Pitfalls & edge cases

  • create_task() needs a running loop. Calling it at module import time or before asyncio.run() raises RuntimeError: no running event loop. ensure_future() can fall back to get_event_loop() in older code, which is exactly the implicit-loop behavior to avoid — fix the call site instead of reverting.
  • Don't rewrite ensure_future(some_future). When the argument is already a Future or concurrent.futures.Future-derived awaitable, ensure_future returns it (or wraps it) as-is; replacing with create_task raises TypeError because create_task only accepts coroutines.
  • Dropping the return value still loses the task. Both APIs return a handle the loop only weakly references. Migrating to create_task does not fix a fire-and-forget leak — you must retain the handle, as covered in Task Scheduling & Lifecycle.
  • loop= is gone in 3.10+. Passing loop= to either function was removed; code still doing so will not run on modern Python and must be migrated regardless.
  • Type comments and casts mask the problem. A # type: ignore on a Future.get_name() call hides the narrowing failure rather than fixing it. Prefer changing the producer to create_task so the Task type flows naturally.

Frequently Asked Questions

Is asyncio.ensure_future() completely removed in modern Python?

No. It remains in the standard library for backward compatibility and for normalizing inputs that may already be Futures or mixed awaitables. It is discouraged for scheduling a plain coroutine, where create_task() is clearer and better typed.
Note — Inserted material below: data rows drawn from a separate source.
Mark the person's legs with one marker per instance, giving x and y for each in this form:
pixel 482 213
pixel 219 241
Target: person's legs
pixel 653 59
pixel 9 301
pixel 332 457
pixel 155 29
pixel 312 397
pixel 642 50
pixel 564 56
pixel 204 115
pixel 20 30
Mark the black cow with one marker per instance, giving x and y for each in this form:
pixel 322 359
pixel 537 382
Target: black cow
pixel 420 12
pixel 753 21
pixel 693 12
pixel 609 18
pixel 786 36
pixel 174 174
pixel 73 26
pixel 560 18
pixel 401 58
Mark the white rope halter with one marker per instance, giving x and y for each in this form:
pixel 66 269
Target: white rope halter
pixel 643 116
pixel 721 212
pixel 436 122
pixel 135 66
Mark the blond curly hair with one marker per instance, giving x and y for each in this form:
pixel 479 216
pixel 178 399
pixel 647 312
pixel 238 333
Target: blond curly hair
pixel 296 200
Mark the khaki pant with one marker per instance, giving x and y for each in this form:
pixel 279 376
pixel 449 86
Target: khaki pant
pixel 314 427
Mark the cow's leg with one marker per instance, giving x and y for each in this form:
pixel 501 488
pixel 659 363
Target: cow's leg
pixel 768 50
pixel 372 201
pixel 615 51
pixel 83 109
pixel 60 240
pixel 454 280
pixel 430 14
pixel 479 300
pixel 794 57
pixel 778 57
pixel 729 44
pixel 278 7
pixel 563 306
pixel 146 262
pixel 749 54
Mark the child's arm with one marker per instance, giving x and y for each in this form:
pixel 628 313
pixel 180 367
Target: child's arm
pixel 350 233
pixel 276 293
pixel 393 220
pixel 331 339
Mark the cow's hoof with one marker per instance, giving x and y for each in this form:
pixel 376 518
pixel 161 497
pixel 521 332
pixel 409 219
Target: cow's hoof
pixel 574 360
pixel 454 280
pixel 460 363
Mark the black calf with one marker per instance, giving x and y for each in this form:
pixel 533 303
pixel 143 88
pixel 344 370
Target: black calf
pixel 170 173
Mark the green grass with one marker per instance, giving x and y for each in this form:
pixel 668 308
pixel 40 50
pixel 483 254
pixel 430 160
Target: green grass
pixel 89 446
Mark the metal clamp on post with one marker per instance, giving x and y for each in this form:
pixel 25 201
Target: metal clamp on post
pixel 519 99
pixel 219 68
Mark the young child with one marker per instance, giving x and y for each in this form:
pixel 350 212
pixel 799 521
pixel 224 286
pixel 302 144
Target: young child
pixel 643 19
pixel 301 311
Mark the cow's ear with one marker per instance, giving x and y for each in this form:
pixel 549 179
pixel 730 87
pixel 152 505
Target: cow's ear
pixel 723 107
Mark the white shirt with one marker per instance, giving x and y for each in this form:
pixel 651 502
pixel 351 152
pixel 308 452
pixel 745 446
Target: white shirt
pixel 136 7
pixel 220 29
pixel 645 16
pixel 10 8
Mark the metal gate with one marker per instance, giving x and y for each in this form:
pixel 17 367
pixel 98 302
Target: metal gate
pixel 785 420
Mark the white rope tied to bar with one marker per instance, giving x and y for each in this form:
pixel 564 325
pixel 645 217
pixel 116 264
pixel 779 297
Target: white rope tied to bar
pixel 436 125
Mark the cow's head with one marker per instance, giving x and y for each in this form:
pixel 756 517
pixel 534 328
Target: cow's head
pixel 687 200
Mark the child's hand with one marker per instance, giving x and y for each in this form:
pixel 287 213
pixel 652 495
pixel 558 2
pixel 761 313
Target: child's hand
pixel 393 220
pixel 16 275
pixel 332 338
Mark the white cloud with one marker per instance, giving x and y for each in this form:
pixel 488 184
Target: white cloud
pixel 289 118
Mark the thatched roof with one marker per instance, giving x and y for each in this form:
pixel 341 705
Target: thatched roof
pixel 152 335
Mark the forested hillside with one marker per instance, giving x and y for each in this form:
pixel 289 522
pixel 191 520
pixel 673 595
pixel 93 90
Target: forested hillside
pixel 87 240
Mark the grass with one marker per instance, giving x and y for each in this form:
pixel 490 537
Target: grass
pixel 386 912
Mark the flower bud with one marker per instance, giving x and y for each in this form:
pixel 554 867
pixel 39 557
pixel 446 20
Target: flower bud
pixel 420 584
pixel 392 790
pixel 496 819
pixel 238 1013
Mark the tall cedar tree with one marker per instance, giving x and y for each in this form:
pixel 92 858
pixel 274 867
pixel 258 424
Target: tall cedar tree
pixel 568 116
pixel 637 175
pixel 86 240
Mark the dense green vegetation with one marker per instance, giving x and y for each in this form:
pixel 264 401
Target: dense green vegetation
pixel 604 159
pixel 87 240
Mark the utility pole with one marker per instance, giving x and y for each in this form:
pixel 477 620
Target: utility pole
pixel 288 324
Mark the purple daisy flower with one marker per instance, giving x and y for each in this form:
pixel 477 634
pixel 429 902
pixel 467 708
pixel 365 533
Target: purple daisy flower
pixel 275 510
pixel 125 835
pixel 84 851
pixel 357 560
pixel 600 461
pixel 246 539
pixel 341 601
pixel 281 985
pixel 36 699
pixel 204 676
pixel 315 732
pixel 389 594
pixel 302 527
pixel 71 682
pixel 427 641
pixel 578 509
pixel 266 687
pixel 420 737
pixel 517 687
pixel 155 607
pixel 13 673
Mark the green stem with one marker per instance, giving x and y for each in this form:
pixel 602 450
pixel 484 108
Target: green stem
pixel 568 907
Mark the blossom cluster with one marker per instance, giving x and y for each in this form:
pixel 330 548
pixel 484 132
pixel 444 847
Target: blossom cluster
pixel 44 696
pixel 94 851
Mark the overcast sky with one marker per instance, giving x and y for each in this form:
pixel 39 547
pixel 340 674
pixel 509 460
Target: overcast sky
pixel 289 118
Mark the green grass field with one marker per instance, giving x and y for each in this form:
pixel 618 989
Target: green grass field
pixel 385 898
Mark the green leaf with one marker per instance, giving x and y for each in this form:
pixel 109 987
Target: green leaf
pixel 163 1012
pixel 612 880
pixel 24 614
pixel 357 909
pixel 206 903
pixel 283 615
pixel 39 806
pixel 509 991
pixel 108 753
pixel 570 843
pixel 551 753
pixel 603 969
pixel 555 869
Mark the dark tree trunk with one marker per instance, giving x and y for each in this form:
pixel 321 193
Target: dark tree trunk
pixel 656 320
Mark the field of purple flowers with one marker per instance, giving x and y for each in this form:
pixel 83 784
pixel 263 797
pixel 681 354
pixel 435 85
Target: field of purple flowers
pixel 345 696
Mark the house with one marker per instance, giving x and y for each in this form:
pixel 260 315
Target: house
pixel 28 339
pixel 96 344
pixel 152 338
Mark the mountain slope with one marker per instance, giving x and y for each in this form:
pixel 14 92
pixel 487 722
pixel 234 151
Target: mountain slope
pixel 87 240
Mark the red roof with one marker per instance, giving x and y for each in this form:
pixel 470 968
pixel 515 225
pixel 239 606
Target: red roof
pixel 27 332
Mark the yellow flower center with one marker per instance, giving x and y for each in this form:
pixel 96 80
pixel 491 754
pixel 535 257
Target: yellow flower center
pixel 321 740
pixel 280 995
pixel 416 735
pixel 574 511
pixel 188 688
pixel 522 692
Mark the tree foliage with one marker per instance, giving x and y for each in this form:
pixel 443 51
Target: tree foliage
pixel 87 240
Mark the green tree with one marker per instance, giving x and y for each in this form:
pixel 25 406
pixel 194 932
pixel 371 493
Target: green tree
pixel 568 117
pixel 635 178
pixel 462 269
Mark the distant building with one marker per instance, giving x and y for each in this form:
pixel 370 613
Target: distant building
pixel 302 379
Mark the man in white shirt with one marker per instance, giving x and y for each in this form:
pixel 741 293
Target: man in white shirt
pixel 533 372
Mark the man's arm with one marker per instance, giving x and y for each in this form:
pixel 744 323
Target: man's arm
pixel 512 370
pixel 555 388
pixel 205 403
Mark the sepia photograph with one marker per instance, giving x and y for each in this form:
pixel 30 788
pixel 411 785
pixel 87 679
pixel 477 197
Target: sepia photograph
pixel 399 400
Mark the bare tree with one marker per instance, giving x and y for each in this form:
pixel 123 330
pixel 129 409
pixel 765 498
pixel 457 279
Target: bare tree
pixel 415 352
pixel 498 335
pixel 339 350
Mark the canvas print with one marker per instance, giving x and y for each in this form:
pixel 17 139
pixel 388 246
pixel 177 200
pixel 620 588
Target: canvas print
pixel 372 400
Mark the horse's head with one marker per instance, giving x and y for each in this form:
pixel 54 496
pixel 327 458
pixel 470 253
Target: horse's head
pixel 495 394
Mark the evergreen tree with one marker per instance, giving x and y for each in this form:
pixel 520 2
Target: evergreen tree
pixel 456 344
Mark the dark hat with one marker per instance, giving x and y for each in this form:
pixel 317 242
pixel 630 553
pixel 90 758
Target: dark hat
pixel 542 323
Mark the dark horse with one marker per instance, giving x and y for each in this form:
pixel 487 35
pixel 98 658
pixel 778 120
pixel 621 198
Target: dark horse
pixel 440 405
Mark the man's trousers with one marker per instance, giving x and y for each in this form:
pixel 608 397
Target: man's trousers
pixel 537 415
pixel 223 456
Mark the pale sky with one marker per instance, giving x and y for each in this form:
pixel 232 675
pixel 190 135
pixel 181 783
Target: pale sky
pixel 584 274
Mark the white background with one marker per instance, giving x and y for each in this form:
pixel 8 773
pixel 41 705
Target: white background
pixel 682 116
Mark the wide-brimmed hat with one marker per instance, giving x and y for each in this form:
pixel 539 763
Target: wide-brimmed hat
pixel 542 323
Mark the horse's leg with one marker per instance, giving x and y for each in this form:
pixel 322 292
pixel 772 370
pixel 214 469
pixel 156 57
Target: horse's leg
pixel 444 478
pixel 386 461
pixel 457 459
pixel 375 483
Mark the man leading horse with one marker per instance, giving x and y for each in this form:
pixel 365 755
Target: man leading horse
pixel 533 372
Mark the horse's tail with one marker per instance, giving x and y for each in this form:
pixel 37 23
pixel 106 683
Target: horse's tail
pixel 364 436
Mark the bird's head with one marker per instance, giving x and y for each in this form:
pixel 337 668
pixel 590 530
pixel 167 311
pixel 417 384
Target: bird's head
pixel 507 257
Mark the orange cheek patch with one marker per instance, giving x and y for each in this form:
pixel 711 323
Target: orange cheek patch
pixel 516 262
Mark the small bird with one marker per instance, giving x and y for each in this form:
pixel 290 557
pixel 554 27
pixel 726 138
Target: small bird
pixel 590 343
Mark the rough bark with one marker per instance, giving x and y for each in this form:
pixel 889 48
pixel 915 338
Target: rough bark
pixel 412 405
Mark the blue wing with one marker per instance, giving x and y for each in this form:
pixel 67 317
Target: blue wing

Does create_task() behave differently from ensure_future() at runtime?

For a coroutine input, both produce an asyncio.Task scheduled via loop.call_soon(), with identical exception and cancellation semantics. ensure_future() first runs branching to decide whether to wrap; create_task() goes straight to constructing the Task and is typed to return Task.

How do I safely migrate a large codebase from ensure_future() to create_task()?

Inventory call sites with grep or libCST, rewrite only those passing a single coroutine argument with no loop= keyword, leave Future-normalizing calls untouched, then validate with mypy --strict and pytest run with DeprecationWarning treated as error.

Can I still call create_task() outside a running event loop?

No. create_task() requires a running loop and raises RuntimeError if none is running, such as at import time. Schedule it from inside a coroutine run under asyncio.run() rather than reverting to ensure_future's implicit loop fallback.